You booted me off Beats with the promise my music would follow me. You know, my music: all the songs, albums, artists, and playlists I’ve spent the past months and years slowly, painstakingly assembling—the part of streaming music that makes it personal. The part I’m paying for. And I can’t find it.
I more than happily went along with you this morning when I updated Beats and was prompted to make the Apple Music switch. Sure, there was Touch ID weirdness. And iCloud weirdness. I can handle that. This isn’t my first time at the Apple rodeo.
But Apple: Where is my music?
Making Nothing Happen
When I open the app, what do I see? Prominently featured: the handful of songs I’ve ever bought from iTunes for various random reasons but never listen to. Plus the U2 album I’ve never figured out how to delete. Funny thing: Because I’ve been a paying streaming customer for years, I don’t pay a la carte to download music! Therefore, you really can’t tell much of anything about my musical tastes based on what I’ve downloaded from iTunes! Oh, but Apple Music, you try!
Right now the people who were already paying you seem like the people you care about the least.
Now I’ve deleted those distractions, and I’m ready to find my music. As in, the extensive library of stuff I actually listen to and care about. The stuff that I’ve curated in Beats, and before that Mog, since I’ve been a paying streaming customer. I don’t mean to brag, but I think I figured out relatively early that this is how we “collect” music now in the era of streaming: Instead of racks of CDs or hard drives full of MP3s, we have collections of bookmarks. And in Apple Music, I can’t find mine.
Oh, sure, buried somewhere in my account settings is a list of artists I’m “following.” These appear to roughy correspond to the musicians whose albums and songs I carefully amassed in my Beats Music library. But what happens when I tap on them? Does music play? Do I go to their artist pages? No. When I tap on them, here’s what happens: nothing.
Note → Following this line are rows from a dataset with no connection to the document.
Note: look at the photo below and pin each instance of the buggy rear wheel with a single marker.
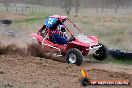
(74, 56)
(34, 48)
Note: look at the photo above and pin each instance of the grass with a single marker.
(113, 31)
(123, 61)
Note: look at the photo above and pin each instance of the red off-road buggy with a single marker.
(79, 44)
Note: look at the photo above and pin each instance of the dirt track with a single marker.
(24, 71)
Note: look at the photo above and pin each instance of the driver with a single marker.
(57, 31)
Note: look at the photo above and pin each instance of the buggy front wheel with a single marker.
(74, 56)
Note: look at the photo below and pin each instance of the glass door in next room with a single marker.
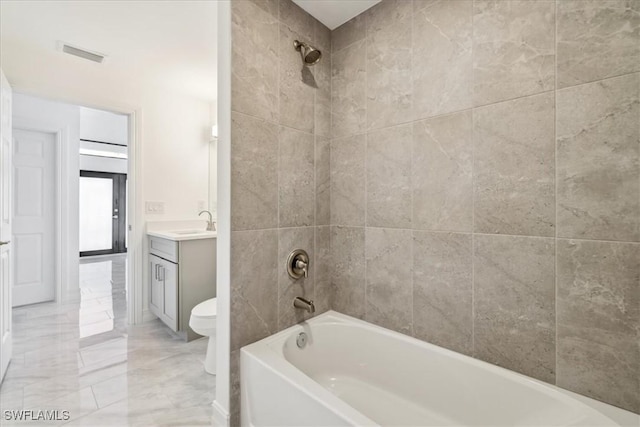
(103, 211)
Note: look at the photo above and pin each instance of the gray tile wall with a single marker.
(485, 183)
(280, 175)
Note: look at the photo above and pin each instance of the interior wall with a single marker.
(175, 126)
(279, 171)
(39, 114)
(494, 145)
(173, 135)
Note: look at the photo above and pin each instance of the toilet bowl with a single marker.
(203, 322)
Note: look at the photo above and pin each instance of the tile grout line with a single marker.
(411, 174)
(366, 152)
(473, 192)
(278, 170)
(555, 144)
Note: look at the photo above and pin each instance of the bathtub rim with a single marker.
(269, 352)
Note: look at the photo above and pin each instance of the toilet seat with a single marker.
(207, 309)
(203, 322)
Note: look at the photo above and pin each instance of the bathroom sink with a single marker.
(183, 232)
(180, 235)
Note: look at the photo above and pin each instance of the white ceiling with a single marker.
(172, 44)
(334, 13)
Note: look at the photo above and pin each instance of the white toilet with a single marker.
(203, 322)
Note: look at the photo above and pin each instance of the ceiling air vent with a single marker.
(82, 53)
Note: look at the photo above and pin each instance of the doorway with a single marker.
(34, 216)
(103, 213)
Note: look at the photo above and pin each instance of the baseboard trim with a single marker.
(147, 316)
(219, 417)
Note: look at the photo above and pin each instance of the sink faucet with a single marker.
(211, 225)
(304, 304)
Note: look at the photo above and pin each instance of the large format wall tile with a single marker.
(322, 269)
(323, 181)
(598, 160)
(514, 303)
(348, 270)
(389, 177)
(513, 49)
(297, 84)
(348, 33)
(389, 87)
(389, 279)
(443, 290)
(322, 76)
(597, 39)
(442, 173)
(269, 6)
(294, 17)
(599, 320)
(348, 90)
(348, 180)
(442, 70)
(290, 239)
(297, 192)
(254, 61)
(514, 167)
(254, 295)
(254, 174)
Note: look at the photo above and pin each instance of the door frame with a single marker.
(60, 243)
(115, 243)
(137, 246)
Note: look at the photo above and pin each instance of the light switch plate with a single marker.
(154, 208)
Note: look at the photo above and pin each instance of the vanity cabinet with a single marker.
(163, 298)
(182, 274)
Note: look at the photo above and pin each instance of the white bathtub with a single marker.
(352, 373)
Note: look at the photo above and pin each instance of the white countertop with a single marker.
(181, 235)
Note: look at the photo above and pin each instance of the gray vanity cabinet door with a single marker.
(156, 294)
(170, 279)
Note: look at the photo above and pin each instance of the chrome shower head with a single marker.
(310, 55)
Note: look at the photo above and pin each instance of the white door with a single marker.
(34, 217)
(5, 224)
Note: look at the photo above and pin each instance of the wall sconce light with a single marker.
(214, 133)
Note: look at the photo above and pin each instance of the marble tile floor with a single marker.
(83, 358)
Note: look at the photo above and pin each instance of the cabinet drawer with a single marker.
(164, 248)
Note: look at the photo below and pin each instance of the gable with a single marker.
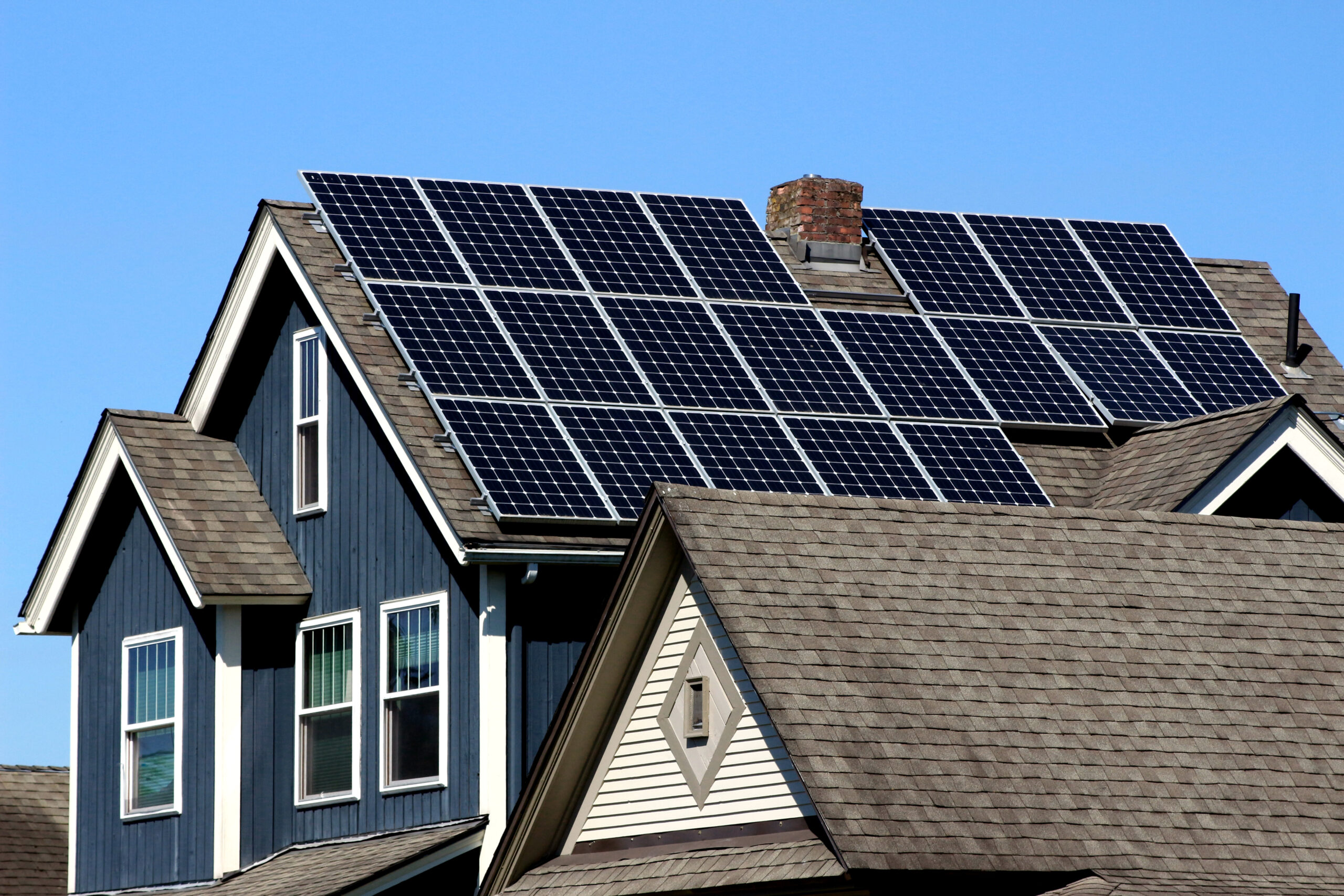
(654, 779)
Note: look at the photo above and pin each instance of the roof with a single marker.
(1045, 690)
(212, 507)
(338, 867)
(34, 823)
(622, 875)
(409, 409)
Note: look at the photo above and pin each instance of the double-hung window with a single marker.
(151, 724)
(327, 751)
(414, 743)
(310, 422)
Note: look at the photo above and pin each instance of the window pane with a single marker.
(308, 378)
(413, 649)
(327, 754)
(152, 766)
(328, 666)
(151, 681)
(308, 467)
(413, 736)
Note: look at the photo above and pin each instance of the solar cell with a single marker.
(1153, 276)
(1047, 269)
(940, 262)
(386, 227)
(796, 361)
(749, 453)
(628, 449)
(1016, 373)
(723, 248)
(860, 457)
(1221, 371)
(905, 363)
(569, 347)
(1124, 374)
(523, 460)
(683, 354)
(973, 464)
(454, 342)
(500, 234)
(613, 242)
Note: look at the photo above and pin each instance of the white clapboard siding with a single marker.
(643, 789)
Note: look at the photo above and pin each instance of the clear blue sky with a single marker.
(139, 138)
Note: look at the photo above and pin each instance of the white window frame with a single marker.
(440, 599)
(320, 419)
(355, 721)
(130, 729)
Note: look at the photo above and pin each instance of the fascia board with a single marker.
(71, 532)
(1292, 428)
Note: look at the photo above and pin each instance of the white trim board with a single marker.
(1294, 428)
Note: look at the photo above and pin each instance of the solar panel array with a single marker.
(580, 344)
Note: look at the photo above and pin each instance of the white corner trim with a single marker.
(229, 738)
(107, 453)
(1292, 428)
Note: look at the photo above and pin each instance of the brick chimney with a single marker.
(820, 217)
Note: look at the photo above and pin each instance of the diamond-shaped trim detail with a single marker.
(699, 758)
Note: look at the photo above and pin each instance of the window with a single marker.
(310, 422)
(151, 700)
(414, 698)
(328, 710)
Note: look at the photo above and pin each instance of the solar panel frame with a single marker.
(754, 270)
(1246, 381)
(1009, 383)
(1046, 268)
(827, 442)
(480, 448)
(390, 250)
(939, 262)
(483, 238)
(1136, 288)
(644, 265)
(1126, 381)
(944, 452)
(780, 342)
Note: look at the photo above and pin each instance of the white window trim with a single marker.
(323, 449)
(356, 722)
(438, 598)
(128, 729)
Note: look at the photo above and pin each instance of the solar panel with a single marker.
(683, 354)
(1221, 371)
(723, 248)
(1047, 269)
(906, 366)
(385, 227)
(613, 242)
(522, 460)
(1124, 374)
(973, 464)
(860, 457)
(628, 449)
(454, 342)
(796, 361)
(1016, 373)
(749, 453)
(1151, 272)
(940, 262)
(569, 347)
(500, 234)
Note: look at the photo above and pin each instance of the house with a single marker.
(324, 612)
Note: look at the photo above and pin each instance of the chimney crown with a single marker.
(812, 208)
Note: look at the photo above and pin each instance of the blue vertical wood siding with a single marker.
(370, 546)
(138, 594)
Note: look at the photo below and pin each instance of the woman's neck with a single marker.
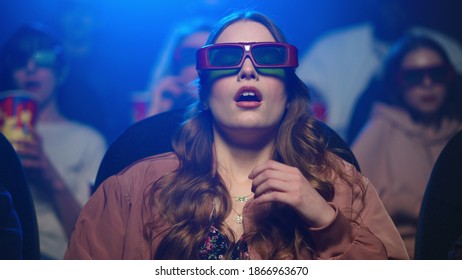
(50, 112)
(235, 161)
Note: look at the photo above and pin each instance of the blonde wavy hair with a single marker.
(184, 222)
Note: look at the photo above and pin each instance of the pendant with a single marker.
(239, 219)
(242, 198)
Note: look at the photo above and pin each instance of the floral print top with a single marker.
(216, 245)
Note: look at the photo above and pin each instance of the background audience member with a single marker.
(82, 95)
(340, 65)
(10, 228)
(62, 160)
(171, 86)
(399, 145)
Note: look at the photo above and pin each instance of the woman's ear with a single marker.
(62, 75)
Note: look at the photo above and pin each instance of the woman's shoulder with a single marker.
(160, 163)
(136, 178)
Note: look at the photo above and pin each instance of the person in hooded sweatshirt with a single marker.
(408, 129)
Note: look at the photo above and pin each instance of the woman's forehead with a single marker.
(245, 31)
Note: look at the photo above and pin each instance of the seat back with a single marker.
(440, 218)
(153, 136)
(13, 179)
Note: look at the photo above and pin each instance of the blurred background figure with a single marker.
(172, 81)
(418, 114)
(10, 228)
(79, 25)
(62, 158)
(340, 64)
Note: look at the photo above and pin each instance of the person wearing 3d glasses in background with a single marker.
(62, 159)
(418, 114)
(171, 86)
(250, 176)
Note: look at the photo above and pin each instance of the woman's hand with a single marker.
(37, 166)
(277, 182)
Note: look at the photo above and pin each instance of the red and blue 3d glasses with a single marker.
(233, 55)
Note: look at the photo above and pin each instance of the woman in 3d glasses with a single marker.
(406, 133)
(250, 177)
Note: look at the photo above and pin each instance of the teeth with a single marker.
(248, 94)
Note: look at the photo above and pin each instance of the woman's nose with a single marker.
(248, 71)
(427, 80)
(31, 66)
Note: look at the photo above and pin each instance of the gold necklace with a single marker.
(239, 219)
(244, 198)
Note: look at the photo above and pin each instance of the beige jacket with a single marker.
(111, 223)
(397, 155)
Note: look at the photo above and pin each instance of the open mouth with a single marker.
(248, 94)
(32, 85)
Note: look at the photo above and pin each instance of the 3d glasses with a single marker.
(233, 55)
(42, 58)
(438, 74)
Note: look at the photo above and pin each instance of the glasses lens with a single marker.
(439, 74)
(225, 56)
(413, 77)
(44, 58)
(269, 55)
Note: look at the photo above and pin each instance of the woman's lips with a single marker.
(32, 86)
(248, 97)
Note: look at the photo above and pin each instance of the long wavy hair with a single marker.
(182, 199)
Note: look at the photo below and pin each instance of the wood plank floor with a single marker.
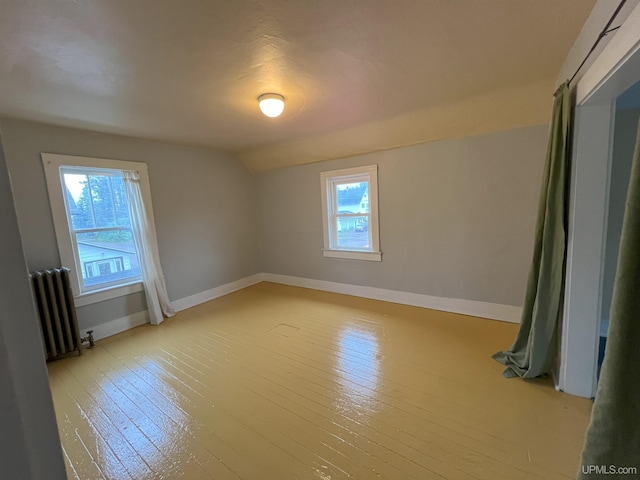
(276, 383)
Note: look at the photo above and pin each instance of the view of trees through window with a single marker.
(100, 226)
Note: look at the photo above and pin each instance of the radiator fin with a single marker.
(57, 312)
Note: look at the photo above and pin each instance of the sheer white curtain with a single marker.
(144, 236)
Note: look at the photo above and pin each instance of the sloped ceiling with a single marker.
(358, 75)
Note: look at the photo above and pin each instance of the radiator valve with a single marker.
(89, 338)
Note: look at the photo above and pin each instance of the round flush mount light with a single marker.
(271, 104)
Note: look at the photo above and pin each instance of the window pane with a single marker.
(78, 201)
(353, 232)
(107, 257)
(103, 206)
(353, 197)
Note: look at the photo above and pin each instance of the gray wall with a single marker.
(456, 218)
(204, 206)
(29, 444)
(624, 140)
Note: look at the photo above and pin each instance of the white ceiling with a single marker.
(190, 71)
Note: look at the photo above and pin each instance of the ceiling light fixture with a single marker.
(271, 104)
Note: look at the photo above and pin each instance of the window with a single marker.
(92, 223)
(100, 227)
(350, 213)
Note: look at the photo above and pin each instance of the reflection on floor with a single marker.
(276, 383)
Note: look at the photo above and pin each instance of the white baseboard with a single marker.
(493, 311)
(227, 288)
(118, 325)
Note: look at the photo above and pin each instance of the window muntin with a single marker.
(100, 227)
(350, 213)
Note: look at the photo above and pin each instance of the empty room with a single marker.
(368, 239)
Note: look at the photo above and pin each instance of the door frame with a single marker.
(614, 71)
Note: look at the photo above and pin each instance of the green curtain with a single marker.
(534, 350)
(613, 437)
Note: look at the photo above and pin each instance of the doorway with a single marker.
(597, 93)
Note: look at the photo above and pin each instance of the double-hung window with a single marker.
(100, 228)
(350, 213)
(93, 225)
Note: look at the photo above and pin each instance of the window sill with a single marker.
(354, 255)
(107, 293)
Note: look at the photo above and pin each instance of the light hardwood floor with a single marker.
(276, 383)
Right There Waiting for Me
It’s kind of like if you came into my apartment in the late 1990s and dumped all my CDs in a locked plexiglass box. It’s not a perfect metaphor, but so far, this transition has been a far from perfect user experience. All you really needed to do was find a way to bring my music library over from Beats. Just a little design cue that told me all the music I’d spent my time finding and keeping was still there waiting for me. And then, you know, actually have it there waiting for me.
See, I’m the kind of customer you love the most: the lazy Apple customer. I really would rather just use your stuff. I’m not the kind of empowered consumer who’s ready to storm off to Spotify in a huff, just like I’m not seriously weighing whether my next phone should run Android. I’d have to rebuild my library on Spotify from scratch anyway.
But this whole Apple Music thing only works if you get people to pay. And right now the people who were already paying you seem like the people you care about the least.
Digging in the docs, I find what apparently you considered a good-enough answer to the few early-adopter whiners who might actually care enough to ask. “Your recommendations and music library move to Apple Music in the background,” you say. “If you don’t see all of your moved content in Apple Music after 24 hours, contact Apple Support.” Really? That’s the best you can do with $160 billion in cash? If that’s really not enough, I’d happily give you an extra dollar.